2. The Crown had a treaty right to ‘take up’ surrendered lands for regional transportation purposes. However, both the historical context and the tensions underlying the implementation of the treaty demanded a ‘process’ by which lands may be transferred from one party to another, which was dictated by the Crown’s duty to act honourably. In this context, the Crown was under an obligation to consider the impact its project would have on the applicant’s hunting and trapping rights, and to communicate its findings to them. The Crown should have then attempted to deal with the applicant in good faith, and with the intention of substantially addressing the applicant’s concerns. This duty to consult is triggered at a low threshold, but determining adverse impact is a matter of degree, as is the extent of the Crown’s duty. In the present case, the impacts were clear, established and demonstrably adverse to the continued exercise of the applicant’s hunting and trapping rights over the lands in question: [55], [64]. Delgamuukw v British Columbia [1997] 3 SCR 1010 cited, Haïda Nation v British Columbia (Minister of Forests) [2004] 3 SCR 511 (‘Haïda’) followed.
3. While First Nation people had some reciprocal onus to make their concerns known and reach some mutually satisfactory solution, the consultation process did not reach that stage. Consultation would not have given the applicant a veto over the alignment of the road, but may have permitted road changes that could have substantially satisfied the applicant’s concerns: [65], [66], Haïda followed.
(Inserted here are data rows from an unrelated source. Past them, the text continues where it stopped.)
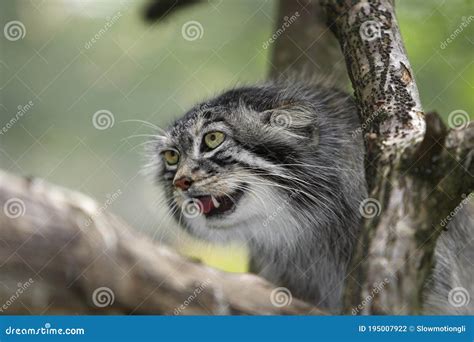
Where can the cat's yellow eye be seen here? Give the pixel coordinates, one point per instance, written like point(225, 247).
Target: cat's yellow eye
point(171, 157)
point(214, 139)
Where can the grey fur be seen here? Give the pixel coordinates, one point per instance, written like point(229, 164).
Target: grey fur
point(303, 181)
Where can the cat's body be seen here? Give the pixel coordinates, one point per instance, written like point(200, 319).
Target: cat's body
point(280, 167)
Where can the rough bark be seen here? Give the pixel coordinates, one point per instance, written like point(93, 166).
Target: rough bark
point(304, 45)
point(417, 171)
point(69, 256)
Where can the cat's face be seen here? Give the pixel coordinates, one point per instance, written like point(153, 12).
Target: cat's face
point(223, 169)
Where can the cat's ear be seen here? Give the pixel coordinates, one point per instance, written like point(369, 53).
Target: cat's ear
point(296, 119)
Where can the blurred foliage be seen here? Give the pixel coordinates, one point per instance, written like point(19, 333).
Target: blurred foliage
point(150, 72)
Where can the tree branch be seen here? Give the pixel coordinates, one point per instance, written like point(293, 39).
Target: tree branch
point(68, 256)
point(397, 244)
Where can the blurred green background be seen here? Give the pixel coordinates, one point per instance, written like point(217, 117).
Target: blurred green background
point(138, 71)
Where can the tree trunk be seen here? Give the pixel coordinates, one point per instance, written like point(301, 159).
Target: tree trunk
point(417, 171)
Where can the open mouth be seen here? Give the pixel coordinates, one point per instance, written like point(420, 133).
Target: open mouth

4. A significant element of the treaty was the assurance of ‘continuity’ in traditional patterns of economic activity, which included respecting traditional patterns of activity and occupation. The Crown promised that the applicant’s rights to hunt, fish and trap ‘would continue after the treaty as existed before it.’ This promise was not honoured by dispatching the applicant to territories far from their traditional hunting grounds and traplines: [47], R v Badger [1996] 3 SCR 456 followed.
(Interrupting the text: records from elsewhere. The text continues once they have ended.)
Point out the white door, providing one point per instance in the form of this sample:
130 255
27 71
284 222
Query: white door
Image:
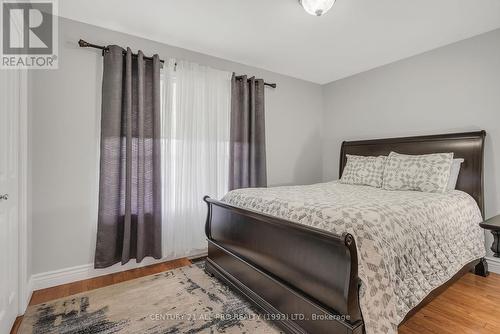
9 156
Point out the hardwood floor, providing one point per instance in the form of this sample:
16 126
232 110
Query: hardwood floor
469 306
44 295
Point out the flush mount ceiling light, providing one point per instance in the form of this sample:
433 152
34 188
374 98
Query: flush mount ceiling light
317 7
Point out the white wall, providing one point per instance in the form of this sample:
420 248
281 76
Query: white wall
454 88
64 117
450 89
5. However, a clause cannot be isolated from the treaty as a whole, but must be read in the context of the underlying purpose in which the treaty was made at the time of inception. In the present case, the aim of the treaty was that ‘from time to time’ portions of the surrendered land would be ‘taken up’ by the Crown. The treaty did not promise continuity of nineteenth century patterns of land use, as was made clear both by the historical context in which the treaty was concluded and the period of transition it foreshadowed. Therefore the ‘Sparrow Test’ did not apply as this situation was not the same as those where aboriginal rights have been surrendered and extinguished: [24], [28]–[32], R v Badger [1996] 3 SCR 456 followed, R v Sparrow [1990] 1 SCR 1075 distinguished.
6. It is always open to an intervener to put forward any legal instrument in support of what it submits is the correct legal conclusion on an issue before the court. The intervener can do so provided that the legal instrument does not require additional facts that were not proven in evidence at trial or raise an argument that is otherwise unfair to one of the parties. In the present case, the applicant did not identify any prejudice. If the court had refrained from giving effect to this correct legal analysis just because it came later rather than sooner and from an intervenor rather than a party, it would be intolerable and risked injustice: [40], Lamb v Kincaid (1907) 38 SCR 515 referred to.
See also Hupacasath First Nation v BC (Minister of Forests) reproduced in this edition at p 40 ; and Haïda Nation v British Columbia (Minister of Forests) and Taku River Tlingit First Nation v British Columbia (Project Assessment Director), reproduced in 9(1) Australian Indigenous Law Reporter 46 and 60.